General credit requirements

The care provider expenses you incur must be for the benefit of dependent children under the age of 13, your disabled spouse, or dependents of any age who are mentally or physically unable to care for themselves. Not every expense will qualify for the credit; the Internal Revenue Service only permits expenses that were necessary for you to go to work or look for a job.

You must also exclude from the credit calculation any payment made to a different dependent who serves as the care provider. However, if you hire your adult children, you can include payments to them provided they are at least 19 years old. Finally, the credit for child and dependent care expenses is only available if you report “earned income” on your tax return. If you are filing a joint return, both you and your spouse must report earned income unless one of you is disabled.

Earned and unearned income

As you prepare Form 2441, you’ll notice it includes a line to report your earned income. The IRS defines “earned income” as the money you receive from employment and self-employment activities.

In limited circumstances, however, earned income will include other payments that aren’t earned at work or in your business. Those payments can include the taxable disability benefits you receive while you’re unable to work, and tax-free combat pay you receive as a result of military service.

Generally, all other income you receive is treated as “unearned income” that cannot be used to qualify for the credit. Common types of unearned income include pensions, Social Security retirement benefits, unemployment compensation, and interest, dividends and capital gains.
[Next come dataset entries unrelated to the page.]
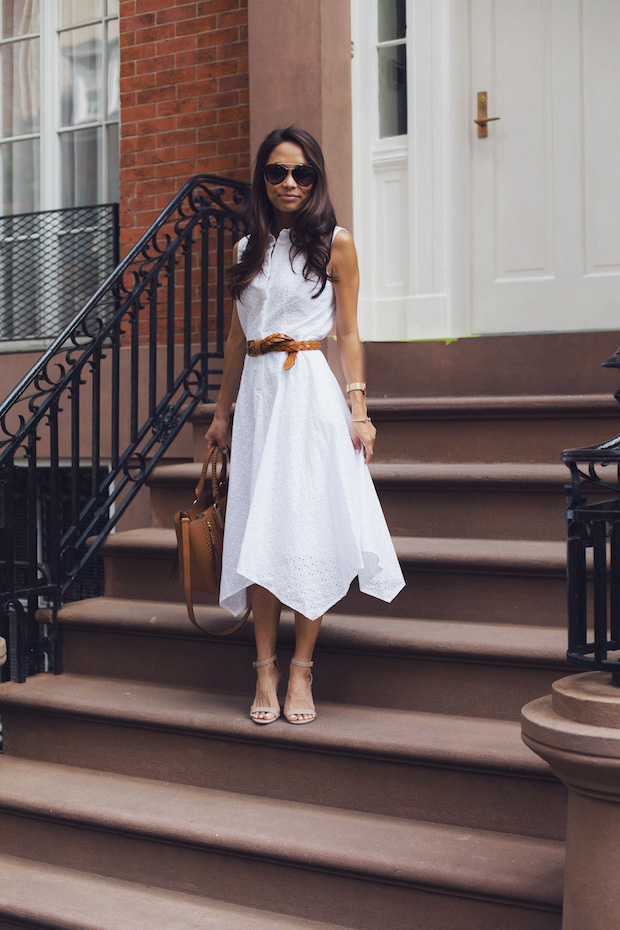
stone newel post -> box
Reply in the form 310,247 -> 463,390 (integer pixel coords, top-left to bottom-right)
522,672 -> 620,930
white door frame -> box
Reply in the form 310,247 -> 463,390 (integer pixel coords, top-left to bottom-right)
351,0 -> 473,341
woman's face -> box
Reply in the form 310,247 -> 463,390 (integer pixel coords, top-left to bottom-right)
264,142 -> 314,228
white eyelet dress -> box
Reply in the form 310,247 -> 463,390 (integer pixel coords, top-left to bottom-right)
220,227 -> 405,620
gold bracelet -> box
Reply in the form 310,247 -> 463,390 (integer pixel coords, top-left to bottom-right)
347,381 -> 366,397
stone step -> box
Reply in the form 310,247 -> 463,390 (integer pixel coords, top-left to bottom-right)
192,394 -> 620,464
149,462 -> 569,540
41,598 -> 568,720
0,752 -> 564,930
0,855 -> 354,930
102,527 -> 566,627
0,672 -> 565,839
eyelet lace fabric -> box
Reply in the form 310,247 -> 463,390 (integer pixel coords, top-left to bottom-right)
220,227 -> 405,620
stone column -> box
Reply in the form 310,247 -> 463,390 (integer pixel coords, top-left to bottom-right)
522,672 -> 620,930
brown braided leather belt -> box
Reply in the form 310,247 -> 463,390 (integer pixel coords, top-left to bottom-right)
245,333 -> 321,371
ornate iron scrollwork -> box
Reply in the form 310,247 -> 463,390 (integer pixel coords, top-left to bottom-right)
0,175 -> 249,678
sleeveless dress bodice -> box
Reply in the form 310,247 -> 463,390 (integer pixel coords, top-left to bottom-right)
220,227 -> 404,620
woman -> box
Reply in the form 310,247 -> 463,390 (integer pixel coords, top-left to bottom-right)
205,127 -> 404,724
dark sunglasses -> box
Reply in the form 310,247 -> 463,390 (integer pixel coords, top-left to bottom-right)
263,164 -> 316,187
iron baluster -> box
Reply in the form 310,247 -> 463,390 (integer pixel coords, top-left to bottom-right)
0,175 -> 248,679
166,254 -> 176,390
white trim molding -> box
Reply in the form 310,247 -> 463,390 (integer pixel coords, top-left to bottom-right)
351,0 -> 469,341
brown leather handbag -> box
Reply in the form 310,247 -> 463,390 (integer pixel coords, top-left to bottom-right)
174,446 -> 250,636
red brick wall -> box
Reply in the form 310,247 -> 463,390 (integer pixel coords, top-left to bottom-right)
120,0 -> 250,254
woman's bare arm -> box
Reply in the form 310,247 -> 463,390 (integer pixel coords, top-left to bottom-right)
330,230 -> 376,464
205,243 -> 245,452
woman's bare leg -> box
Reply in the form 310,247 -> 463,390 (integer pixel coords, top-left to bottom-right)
252,585 -> 282,720
284,611 -> 323,721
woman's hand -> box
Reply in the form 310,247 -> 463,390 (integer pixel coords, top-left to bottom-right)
205,413 -> 230,453
349,420 -> 377,465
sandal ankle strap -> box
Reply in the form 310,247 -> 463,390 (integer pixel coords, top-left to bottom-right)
252,656 -> 278,668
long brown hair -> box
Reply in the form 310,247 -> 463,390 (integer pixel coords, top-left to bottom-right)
228,126 -> 336,300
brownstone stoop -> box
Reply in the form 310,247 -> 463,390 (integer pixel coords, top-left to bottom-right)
0,395 -> 617,930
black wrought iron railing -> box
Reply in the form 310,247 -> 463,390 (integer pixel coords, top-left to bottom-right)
0,175 -> 248,681
562,349 -> 620,685
0,203 -> 120,342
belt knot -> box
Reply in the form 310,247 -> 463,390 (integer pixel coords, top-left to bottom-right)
245,333 -> 321,371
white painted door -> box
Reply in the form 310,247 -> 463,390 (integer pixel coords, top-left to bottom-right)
470,0 -> 620,333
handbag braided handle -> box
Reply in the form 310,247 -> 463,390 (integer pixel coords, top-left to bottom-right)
196,446 -> 228,503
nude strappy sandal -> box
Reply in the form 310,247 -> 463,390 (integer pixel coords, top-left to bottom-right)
284,659 -> 316,726
250,656 -> 281,723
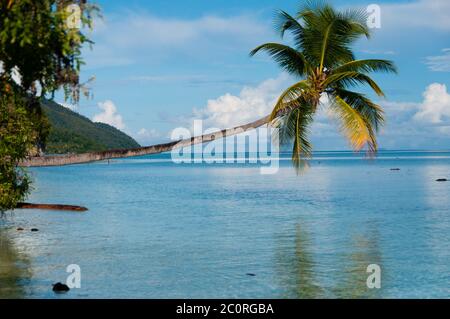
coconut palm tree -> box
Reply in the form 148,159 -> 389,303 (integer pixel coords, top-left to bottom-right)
250,1 -> 396,168
21,2 -> 396,168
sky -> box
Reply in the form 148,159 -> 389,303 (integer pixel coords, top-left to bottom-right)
62,0 -> 450,150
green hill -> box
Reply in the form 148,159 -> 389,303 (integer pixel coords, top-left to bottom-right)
42,101 -> 140,154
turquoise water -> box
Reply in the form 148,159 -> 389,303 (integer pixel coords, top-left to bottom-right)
0,152 -> 450,298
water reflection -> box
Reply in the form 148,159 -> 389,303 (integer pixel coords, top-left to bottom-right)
0,225 -> 31,299
276,225 -> 386,299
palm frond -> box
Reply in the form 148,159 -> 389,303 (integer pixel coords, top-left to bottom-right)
335,89 -> 385,132
323,71 -> 385,97
331,96 -> 377,154
297,1 -> 369,69
272,104 -> 313,174
333,59 -> 397,73
250,43 -> 309,76
270,80 -> 309,121
274,10 -> 303,45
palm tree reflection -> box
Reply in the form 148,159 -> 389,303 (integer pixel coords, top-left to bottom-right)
276,226 -> 385,299
0,227 -> 31,299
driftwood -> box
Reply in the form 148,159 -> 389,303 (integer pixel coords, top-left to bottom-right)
20,116 -> 269,167
16,203 -> 88,212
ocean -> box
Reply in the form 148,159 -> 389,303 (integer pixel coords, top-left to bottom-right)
0,151 -> 450,298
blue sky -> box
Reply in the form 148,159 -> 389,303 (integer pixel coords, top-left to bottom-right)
62,0 -> 450,150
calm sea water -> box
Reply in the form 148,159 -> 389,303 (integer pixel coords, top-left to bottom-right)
0,152 -> 450,298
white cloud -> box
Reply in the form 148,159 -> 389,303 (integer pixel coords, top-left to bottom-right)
381,0 -> 450,31
425,48 -> 450,72
92,100 -> 126,130
194,74 -> 289,128
85,12 -> 272,68
414,83 -> 450,124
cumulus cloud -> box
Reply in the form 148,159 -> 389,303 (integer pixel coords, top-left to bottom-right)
381,0 -> 450,31
92,100 -> 126,130
425,48 -> 450,72
414,83 -> 450,124
193,74 -> 289,128
85,12 -> 272,68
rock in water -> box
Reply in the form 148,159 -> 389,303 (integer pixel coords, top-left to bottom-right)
53,282 -> 70,292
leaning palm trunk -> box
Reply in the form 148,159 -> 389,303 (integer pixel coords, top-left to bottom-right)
20,116 -> 269,167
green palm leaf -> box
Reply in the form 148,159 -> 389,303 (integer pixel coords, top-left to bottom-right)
331,96 -> 377,154
323,71 -> 385,97
272,105 -> 313,173
270,81 -> 309,121
333,59 -> 397,73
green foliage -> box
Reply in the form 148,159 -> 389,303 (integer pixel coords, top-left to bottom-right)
0,87 -> 34,212
42,101 -> 140,154
0,0 -> 97,210
250,1 -> 397,171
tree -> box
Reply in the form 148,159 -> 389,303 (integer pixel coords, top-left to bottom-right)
0,0 -> 98,211
24,2 -> 396,175
250,1 -> 396,169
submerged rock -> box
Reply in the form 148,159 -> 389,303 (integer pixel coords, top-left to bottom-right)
53,282 -> 70,292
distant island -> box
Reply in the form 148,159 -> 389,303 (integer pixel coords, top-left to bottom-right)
42,101 -> 140,154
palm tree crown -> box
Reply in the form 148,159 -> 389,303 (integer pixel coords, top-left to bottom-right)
250,2 -> 396,169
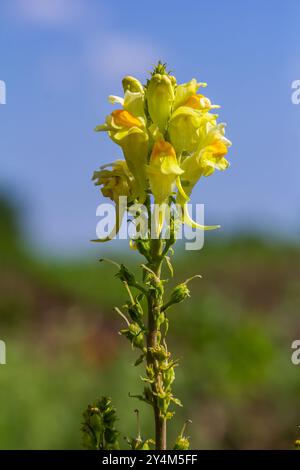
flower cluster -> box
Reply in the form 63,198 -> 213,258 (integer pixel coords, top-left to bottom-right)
94,62 -> 231,239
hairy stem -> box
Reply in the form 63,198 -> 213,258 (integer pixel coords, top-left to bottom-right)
147,239 -> 167,450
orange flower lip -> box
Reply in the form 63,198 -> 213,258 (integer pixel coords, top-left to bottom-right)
207,140 -> 228,157
111,109 -> 142,129
151,140 -> 176,159
184,95 -> 210,109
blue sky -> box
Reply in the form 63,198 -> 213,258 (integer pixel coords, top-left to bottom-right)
0,0 -> 300,253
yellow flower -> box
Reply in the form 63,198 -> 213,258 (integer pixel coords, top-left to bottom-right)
184,95 -> 220,111
147,73 -> 174,133
92,160 -> 132,243
93,160 -> 134,203
178,122 -> 231,204
168,106 -> 209,155
122,75 -> 144,93
95,100 -> 149,203
147,140 -> 183,204
173,78 -> 206,111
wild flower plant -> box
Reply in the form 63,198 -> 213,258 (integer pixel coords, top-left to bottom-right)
82,62 -> 231,450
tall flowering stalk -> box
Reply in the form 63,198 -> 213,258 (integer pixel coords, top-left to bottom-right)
82,62 -> 231,450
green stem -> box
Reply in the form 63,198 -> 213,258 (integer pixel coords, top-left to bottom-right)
147,239 -> 167,450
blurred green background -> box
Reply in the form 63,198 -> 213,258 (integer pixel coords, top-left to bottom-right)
0,193 -> 300,449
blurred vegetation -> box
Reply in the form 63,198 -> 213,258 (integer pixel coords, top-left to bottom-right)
0,194 -> 300,449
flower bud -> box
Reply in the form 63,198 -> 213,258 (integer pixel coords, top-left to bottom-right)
173,436 -> 190,450
170,284 -> 190,304
147,73 -> 174,132
122,75 -> 144,93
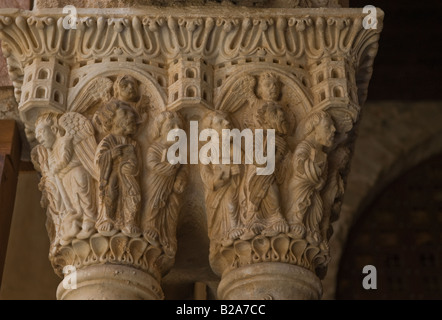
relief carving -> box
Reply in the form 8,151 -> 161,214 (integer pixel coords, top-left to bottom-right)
94,100 -> 141,237
200,111 -> 244,245
0,5 -> 383,296
240,73 -> 289,239
32,112 -> 96,245
143,111 -> 187,257
287,111 -> 336,245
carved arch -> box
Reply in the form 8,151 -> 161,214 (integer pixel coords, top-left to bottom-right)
214,64 -> 313,123
67,63 -> 167,112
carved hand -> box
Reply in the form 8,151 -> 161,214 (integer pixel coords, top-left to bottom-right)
111,146 -> 123,159
173,178 -> 186,194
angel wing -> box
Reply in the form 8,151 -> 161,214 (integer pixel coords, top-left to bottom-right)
58,112 -> 98,180
216,75 -> 258,112
70,77 -> 113,112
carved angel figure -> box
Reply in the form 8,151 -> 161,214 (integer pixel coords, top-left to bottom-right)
241,73 -> 289,238
114,75 -> 150,122
142,111 -> 187,256
94,100 -> 141,237
200,111 -> 244,243
287,111 -> 336,245
33,112 -> 96,245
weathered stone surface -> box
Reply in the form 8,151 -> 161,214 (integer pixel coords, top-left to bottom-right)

If your sole source of income for the year is unemployment compensation, for example, you aren’t eligible for the child and dependent care credit because you did not have any earned income.

Form 2441 care providers

In Part I of Form 2441, report the names of all individuals and organizations you make payments to during the year for care provider services. The IRS also requires their addresses, Social Security or employer identification numbers, and all payments they receive from you.

Finalizing Form 2441

You must report additional information from your tax return and other related documents to calculate the amount of credit you can get. Required information includes any nontaxable dependent care benefits you receive. This can be from work, from a daycare facility, or from a flexible spending account to which you have made pretax contributions. You must reduce your dependent care expenses by the amount of these benefits. You also need to report adjusted gross income on Form 2441 since it directly impacts how much of a credit you can take.

The final step, of course, is to include Form 2441 to your 1040.